Mullvad seems to have built-in bridge mode support only on PC. However he may still be able to use Mullvad smoothly by turning on WireGuard obfuscation (UDP over TCP, UoT) in app settings, which is available on both PC and mobile.
Things may be different under different network provider in China, but he thinks UoT will work at least for now.
Mainland China’s three major network providers has downgraded UDP support, so even if WireGuard works through GFW, he may encounter slow downloading rate with WireGuard since it’s UDP based. By using UoT, it fixes both.
If he needs a long stay in China, he suggests he keeps two or multiple preparations.
First if he can afford roaming data fee, he keeps a foreign phone card may help him browse the Internet, since his traffic would be sent back to the country.
Also, Cloudflare’s 1.1.1.1 is free to use, and may be accessible from Mainland China. He can download a copy as backup.
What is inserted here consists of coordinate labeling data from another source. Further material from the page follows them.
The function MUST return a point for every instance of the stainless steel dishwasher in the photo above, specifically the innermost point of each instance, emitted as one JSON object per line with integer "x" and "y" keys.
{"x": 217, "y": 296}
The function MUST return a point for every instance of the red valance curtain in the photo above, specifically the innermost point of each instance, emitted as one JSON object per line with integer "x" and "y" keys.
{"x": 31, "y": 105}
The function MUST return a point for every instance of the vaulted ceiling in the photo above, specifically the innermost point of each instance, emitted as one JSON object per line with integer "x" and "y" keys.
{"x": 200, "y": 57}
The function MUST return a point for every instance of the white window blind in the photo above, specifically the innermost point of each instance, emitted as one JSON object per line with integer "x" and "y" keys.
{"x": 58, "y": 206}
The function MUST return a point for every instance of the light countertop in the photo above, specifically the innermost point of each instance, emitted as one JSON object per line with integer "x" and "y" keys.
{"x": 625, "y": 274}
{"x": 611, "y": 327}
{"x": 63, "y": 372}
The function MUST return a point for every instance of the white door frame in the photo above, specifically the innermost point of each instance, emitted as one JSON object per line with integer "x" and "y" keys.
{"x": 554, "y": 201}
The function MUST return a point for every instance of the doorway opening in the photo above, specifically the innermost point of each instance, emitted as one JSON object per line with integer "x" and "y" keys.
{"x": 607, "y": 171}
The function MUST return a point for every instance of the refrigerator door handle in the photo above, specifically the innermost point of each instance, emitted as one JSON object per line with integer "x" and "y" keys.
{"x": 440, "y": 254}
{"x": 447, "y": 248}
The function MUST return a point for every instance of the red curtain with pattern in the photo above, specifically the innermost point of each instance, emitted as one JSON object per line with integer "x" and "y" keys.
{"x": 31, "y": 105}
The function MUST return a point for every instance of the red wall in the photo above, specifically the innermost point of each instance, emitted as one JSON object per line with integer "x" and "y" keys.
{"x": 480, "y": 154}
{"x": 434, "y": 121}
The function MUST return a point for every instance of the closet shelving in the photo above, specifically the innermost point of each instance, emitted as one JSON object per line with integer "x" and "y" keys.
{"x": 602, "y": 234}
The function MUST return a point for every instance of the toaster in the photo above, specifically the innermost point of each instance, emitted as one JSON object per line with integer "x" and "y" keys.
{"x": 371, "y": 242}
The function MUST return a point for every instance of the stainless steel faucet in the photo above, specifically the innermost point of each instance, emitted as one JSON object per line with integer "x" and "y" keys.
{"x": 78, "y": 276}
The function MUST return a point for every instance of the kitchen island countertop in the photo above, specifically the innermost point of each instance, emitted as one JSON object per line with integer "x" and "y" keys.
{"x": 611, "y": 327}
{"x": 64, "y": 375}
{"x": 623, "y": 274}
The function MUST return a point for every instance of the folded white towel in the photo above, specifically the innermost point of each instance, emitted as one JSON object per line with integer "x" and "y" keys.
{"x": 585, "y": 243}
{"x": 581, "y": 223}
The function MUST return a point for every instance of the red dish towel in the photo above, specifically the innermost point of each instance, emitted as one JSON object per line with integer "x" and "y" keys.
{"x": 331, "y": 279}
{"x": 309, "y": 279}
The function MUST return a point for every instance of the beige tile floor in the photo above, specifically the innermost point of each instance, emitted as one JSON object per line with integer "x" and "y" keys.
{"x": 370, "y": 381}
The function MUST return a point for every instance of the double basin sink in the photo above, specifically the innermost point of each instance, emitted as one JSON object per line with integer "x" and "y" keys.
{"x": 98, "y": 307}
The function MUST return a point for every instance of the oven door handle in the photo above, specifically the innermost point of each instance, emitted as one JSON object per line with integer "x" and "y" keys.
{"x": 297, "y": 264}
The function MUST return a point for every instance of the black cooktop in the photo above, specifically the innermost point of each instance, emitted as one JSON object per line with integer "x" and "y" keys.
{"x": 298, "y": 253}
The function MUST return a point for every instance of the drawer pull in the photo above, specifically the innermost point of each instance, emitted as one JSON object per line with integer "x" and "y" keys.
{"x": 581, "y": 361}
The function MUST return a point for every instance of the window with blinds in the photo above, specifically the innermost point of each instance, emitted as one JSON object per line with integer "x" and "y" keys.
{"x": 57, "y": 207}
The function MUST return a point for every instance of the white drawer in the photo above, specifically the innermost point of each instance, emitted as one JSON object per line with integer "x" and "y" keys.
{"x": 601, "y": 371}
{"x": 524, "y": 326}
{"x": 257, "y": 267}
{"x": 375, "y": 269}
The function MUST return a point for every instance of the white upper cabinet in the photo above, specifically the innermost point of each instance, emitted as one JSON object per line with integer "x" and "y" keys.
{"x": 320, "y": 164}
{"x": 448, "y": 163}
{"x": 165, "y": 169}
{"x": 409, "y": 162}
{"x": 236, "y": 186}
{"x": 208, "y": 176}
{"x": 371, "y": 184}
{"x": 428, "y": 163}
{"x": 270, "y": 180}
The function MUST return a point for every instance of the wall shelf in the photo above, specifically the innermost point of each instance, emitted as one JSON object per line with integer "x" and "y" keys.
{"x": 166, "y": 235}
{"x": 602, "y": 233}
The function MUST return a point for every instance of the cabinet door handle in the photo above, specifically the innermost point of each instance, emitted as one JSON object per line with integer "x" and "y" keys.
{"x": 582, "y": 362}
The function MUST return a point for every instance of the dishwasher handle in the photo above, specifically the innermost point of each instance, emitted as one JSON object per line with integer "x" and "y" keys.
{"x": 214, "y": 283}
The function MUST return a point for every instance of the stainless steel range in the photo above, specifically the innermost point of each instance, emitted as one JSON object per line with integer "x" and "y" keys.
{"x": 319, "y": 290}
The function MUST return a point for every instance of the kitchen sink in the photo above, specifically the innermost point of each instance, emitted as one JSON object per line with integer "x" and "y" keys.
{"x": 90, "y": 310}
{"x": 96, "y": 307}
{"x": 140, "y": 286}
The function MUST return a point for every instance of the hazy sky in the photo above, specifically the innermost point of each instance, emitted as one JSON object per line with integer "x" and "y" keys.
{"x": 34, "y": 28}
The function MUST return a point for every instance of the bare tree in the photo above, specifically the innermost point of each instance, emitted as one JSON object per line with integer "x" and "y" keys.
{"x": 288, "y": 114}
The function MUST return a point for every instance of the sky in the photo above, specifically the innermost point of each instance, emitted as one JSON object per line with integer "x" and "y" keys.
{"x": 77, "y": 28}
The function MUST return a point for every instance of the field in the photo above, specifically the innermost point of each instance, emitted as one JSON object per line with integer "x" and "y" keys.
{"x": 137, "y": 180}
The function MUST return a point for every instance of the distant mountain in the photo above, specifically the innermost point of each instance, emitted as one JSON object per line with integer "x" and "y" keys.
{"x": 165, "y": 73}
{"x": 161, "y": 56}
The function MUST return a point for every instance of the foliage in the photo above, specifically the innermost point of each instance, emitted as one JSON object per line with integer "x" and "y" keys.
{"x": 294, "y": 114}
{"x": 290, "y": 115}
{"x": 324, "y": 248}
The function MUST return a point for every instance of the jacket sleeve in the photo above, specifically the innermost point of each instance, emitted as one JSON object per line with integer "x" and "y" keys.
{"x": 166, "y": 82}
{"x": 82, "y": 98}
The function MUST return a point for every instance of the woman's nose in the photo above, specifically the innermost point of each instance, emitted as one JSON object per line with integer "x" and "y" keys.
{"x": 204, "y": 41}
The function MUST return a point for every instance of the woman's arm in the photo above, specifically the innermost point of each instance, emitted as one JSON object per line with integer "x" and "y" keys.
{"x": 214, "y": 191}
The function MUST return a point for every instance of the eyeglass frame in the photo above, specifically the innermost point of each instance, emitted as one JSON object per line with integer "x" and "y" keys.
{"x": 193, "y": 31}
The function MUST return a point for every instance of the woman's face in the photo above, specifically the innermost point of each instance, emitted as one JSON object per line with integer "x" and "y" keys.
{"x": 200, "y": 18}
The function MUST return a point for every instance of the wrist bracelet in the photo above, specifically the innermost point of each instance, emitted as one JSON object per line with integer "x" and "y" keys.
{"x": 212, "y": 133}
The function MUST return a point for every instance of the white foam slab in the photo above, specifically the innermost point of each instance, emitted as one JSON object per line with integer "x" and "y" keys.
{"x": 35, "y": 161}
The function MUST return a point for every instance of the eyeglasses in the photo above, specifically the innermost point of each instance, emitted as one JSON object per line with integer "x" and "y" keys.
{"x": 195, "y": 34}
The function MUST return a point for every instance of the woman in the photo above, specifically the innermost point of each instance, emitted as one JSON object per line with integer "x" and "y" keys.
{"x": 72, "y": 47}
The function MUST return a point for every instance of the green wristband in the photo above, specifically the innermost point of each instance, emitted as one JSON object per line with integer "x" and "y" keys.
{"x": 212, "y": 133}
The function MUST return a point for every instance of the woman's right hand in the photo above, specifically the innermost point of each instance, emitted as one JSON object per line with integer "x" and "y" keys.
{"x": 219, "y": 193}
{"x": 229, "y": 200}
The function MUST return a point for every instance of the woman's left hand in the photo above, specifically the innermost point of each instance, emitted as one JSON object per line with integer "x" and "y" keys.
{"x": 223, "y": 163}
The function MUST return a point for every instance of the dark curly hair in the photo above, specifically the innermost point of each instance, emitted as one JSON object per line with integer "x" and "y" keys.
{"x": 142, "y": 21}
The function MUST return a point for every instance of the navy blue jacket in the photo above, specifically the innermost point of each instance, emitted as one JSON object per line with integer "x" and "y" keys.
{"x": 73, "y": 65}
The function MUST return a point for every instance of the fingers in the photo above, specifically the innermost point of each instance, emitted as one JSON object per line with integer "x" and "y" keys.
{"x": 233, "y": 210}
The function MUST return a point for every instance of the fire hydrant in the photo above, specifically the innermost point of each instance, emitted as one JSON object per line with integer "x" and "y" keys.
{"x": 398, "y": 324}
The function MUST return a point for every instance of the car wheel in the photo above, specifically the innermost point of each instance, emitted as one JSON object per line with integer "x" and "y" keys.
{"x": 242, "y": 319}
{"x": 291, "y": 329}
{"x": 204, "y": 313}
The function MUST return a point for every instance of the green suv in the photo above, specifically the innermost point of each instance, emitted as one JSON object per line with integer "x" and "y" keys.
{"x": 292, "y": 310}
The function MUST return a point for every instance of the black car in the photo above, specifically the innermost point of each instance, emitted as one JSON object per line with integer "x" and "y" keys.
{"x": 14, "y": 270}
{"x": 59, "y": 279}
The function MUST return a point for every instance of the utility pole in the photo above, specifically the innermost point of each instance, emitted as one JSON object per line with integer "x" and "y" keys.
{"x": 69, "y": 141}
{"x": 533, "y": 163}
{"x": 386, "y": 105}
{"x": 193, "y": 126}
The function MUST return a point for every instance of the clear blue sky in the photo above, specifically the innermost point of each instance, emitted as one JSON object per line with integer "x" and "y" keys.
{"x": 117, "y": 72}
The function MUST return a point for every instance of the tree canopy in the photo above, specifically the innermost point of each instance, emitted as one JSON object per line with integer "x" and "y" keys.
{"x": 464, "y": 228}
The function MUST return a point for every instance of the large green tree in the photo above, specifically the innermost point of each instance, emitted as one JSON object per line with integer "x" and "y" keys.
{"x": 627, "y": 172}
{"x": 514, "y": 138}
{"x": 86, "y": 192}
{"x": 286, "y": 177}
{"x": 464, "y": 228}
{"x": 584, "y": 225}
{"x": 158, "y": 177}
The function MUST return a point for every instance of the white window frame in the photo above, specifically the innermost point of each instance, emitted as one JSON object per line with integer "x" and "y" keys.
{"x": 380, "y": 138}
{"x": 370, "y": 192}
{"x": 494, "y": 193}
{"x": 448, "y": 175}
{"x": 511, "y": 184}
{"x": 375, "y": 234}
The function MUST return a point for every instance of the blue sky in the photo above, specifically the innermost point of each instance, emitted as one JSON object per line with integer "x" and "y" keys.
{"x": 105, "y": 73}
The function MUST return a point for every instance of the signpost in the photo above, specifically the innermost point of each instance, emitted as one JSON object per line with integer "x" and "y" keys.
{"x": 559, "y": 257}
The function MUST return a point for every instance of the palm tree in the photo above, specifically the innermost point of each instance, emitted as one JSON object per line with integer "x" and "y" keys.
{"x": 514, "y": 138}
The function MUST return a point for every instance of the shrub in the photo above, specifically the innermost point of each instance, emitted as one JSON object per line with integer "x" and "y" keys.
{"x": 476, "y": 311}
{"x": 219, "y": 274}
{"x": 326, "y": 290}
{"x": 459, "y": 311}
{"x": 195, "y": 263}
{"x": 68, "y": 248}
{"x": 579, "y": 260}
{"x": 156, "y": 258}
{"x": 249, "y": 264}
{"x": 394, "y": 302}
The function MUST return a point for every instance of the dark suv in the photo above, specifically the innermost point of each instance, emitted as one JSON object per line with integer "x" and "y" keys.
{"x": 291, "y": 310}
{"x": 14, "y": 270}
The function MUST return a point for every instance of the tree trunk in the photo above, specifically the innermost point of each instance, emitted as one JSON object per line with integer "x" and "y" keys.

He may find (Chinese) people selling Shadowsocks servers, but buying from them may not be a good choice since the price varies and he doesn’t know who’s behind them.
So if he wants a Shadowsocks server, he’d suggest he starting his own: buy a VPS from AWS (Lightsail) or GCP or DigitalOcean or Hetzner (if he can apply for an Hetzner account), then download a shadowsocks-rust binary to his VPS, run it as a systemd service and it’s done. It’s not recommended to use auto-installing scripts, unless he is sure they won’t do anything suspicious.
To use shadowsocks, for now, on his PC, he can download Shadowsocks-Windows on GitHub to use a Shadowsocks server. For Mac and Linux, he’d just run a shadowsocks-rust binary locally. On iOS Shadowrocket is ideal but he needs to purchase one. sing-box is free, however it needs a configuration file so he may need to edit his own. On Android, there’s Shadowsocks-Android, NekoBox (download from GitHub but not from Google Play) and also sing-box.